不動産を活用 した「相続対策」は否定されていない
こうした事情からすると、今回の最高裁判決では国税側が勝訴したものの、今後、不動産を活用した相続対策が封じ込められることになったとはいえなさそうだ。それは飯塚税理士も指摘しているように、最高裁が「路線価と実勢価格の乖離は問題にしない」ことを明らかにしたからだ。つまり路線価による相続財産の評価は間違っていない、ということになる。
しかし、節税対策であることが誰の目にも明らかなケースについては、税当局が路線価による評価を認めないこともあり得ることとなった。この点、どういう注意が必要なのか。
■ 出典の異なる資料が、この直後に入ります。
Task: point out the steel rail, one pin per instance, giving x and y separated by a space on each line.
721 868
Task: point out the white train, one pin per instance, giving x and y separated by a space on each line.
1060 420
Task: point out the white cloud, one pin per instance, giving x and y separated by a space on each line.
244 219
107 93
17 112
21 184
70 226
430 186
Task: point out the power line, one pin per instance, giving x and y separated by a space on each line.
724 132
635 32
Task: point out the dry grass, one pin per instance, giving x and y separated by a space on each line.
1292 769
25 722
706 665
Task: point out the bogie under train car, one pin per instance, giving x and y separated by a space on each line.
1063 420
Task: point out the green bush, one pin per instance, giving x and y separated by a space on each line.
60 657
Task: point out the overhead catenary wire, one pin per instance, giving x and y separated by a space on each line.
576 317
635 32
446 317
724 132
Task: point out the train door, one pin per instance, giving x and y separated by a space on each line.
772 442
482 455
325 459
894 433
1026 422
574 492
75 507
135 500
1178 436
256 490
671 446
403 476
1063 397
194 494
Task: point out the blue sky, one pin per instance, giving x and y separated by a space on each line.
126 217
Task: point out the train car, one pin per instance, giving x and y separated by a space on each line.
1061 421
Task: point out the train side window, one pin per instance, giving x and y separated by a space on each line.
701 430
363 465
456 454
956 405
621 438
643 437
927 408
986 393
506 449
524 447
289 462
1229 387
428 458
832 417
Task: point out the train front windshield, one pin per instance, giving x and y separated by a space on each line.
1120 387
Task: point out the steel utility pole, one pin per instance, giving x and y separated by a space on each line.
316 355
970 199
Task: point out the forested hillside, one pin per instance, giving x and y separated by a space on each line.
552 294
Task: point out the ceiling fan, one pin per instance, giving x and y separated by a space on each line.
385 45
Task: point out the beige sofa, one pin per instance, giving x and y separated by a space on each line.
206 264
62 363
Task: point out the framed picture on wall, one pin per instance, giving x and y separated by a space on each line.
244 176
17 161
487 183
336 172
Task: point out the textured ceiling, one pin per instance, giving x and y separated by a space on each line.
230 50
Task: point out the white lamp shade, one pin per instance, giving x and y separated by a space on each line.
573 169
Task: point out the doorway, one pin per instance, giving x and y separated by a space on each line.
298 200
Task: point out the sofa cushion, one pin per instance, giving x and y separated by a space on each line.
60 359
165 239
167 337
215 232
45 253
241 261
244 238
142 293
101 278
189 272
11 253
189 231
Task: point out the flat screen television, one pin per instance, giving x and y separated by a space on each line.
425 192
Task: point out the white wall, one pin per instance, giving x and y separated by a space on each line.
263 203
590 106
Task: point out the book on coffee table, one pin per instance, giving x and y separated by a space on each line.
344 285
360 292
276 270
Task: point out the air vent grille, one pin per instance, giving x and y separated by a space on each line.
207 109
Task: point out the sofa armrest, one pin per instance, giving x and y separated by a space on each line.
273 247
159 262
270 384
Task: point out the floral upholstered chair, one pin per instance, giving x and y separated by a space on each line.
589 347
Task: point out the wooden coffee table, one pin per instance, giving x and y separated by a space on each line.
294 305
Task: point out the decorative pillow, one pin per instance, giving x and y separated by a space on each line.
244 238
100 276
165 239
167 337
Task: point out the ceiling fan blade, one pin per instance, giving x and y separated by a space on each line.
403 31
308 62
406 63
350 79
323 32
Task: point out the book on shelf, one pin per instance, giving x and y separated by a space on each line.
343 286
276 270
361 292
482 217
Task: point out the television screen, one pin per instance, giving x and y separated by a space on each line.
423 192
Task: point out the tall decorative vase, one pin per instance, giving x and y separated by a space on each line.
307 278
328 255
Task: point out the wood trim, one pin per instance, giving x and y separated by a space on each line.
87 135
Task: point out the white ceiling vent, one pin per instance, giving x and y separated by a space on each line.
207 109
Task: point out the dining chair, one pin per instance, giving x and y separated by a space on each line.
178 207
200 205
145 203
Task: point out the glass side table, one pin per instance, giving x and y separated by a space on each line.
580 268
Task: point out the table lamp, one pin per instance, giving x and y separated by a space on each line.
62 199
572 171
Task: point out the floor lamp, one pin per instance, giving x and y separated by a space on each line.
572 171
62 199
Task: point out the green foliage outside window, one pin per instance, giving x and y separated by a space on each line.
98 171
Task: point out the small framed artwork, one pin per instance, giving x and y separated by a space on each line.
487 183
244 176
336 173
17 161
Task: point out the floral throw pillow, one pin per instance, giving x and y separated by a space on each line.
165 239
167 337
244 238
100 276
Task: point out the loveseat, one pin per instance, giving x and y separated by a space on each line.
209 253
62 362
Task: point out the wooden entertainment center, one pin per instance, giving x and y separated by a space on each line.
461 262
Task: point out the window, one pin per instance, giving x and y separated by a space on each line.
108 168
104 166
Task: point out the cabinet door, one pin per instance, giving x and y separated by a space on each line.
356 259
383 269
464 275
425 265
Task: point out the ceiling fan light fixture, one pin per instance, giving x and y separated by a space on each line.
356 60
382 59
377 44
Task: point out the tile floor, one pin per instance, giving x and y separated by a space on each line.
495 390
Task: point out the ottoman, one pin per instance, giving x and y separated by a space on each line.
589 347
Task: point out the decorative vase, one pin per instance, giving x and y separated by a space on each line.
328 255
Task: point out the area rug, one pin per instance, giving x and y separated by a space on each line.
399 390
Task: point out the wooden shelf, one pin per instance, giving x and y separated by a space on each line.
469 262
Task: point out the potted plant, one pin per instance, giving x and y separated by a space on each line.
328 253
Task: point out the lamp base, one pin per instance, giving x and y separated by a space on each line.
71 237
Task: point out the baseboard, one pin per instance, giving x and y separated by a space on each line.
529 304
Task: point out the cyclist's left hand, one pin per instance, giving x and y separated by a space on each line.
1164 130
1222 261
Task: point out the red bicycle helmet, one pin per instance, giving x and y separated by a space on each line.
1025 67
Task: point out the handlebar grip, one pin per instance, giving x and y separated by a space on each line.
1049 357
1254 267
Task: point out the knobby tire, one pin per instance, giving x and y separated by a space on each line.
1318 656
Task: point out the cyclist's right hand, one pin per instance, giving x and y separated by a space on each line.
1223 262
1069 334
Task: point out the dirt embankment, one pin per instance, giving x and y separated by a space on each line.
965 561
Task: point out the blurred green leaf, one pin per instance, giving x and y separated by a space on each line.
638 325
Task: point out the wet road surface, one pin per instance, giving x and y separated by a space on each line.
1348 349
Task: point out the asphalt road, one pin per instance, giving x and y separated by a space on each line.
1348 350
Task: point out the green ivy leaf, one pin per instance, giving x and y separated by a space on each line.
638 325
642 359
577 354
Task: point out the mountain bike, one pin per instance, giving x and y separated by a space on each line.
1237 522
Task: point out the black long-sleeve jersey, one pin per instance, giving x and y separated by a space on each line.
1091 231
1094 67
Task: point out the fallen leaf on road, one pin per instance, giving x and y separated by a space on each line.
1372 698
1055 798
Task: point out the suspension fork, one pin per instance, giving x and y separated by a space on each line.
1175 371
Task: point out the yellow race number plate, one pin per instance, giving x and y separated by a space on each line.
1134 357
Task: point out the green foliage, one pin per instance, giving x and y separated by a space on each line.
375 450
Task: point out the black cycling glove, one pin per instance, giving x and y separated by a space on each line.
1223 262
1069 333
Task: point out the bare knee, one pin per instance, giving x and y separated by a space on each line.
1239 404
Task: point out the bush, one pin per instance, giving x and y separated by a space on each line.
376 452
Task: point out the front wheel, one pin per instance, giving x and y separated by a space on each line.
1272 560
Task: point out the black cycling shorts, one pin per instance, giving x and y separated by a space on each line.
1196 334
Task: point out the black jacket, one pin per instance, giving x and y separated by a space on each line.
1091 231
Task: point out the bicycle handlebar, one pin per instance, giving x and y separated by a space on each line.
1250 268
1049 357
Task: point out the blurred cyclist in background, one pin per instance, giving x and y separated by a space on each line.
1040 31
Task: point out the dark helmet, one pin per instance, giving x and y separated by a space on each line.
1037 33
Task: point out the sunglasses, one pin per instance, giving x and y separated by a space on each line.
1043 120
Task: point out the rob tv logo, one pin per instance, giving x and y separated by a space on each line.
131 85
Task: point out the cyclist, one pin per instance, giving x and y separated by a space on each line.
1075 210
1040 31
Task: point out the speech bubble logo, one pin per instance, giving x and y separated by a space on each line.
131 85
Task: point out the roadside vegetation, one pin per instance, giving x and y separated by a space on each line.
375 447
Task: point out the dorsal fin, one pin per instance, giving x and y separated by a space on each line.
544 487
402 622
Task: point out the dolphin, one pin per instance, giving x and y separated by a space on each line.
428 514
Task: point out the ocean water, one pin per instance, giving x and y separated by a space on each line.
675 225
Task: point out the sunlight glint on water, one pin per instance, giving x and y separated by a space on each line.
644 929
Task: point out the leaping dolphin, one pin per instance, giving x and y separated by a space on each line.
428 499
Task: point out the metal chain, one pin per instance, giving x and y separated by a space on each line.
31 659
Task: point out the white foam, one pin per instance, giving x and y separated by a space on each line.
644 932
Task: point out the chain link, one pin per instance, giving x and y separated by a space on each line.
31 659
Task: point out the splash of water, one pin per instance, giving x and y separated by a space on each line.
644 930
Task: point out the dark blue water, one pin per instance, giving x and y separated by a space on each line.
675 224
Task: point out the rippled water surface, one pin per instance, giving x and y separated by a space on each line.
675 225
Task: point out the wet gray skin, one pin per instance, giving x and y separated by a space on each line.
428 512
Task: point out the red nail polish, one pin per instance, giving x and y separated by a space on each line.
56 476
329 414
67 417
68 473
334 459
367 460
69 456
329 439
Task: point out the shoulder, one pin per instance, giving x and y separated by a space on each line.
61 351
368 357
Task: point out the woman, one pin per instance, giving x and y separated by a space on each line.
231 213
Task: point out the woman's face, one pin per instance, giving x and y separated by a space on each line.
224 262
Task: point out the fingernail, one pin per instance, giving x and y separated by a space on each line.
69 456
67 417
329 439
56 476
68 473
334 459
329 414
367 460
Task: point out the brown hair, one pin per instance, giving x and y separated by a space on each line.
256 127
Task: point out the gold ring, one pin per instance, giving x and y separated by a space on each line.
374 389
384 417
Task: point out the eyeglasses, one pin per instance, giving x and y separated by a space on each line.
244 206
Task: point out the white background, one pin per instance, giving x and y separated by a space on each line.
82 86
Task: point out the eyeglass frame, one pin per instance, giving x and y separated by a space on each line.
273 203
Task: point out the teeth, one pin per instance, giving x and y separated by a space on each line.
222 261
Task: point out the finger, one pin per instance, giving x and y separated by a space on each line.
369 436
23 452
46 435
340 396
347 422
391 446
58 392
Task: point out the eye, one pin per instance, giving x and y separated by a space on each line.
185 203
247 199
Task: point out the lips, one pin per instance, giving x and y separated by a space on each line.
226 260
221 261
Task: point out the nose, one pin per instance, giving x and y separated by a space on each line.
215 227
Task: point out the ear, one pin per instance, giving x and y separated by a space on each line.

「節税目的ではないことを説明できるように、収益性を重視した優良物件に投資すること。相続直前の投資は節税対策だと疑われるリスクがあるので、対策を講じるのであれば、できるだけ早い時期に行うこと。そして、相続直後に相続不動産を売却することも避けたほうがよいでしょう」とのこと(同)。
今回の事案は極めて、まれなケースと考えられるが、相続税の節税を主目的とした相続対策については、路線価評価が認められなくなることもあるという前例ができたという点において、税理士や不動産関係者、金融関係者は、顧客アドバイスの際に一段と注意が必要になるだろう。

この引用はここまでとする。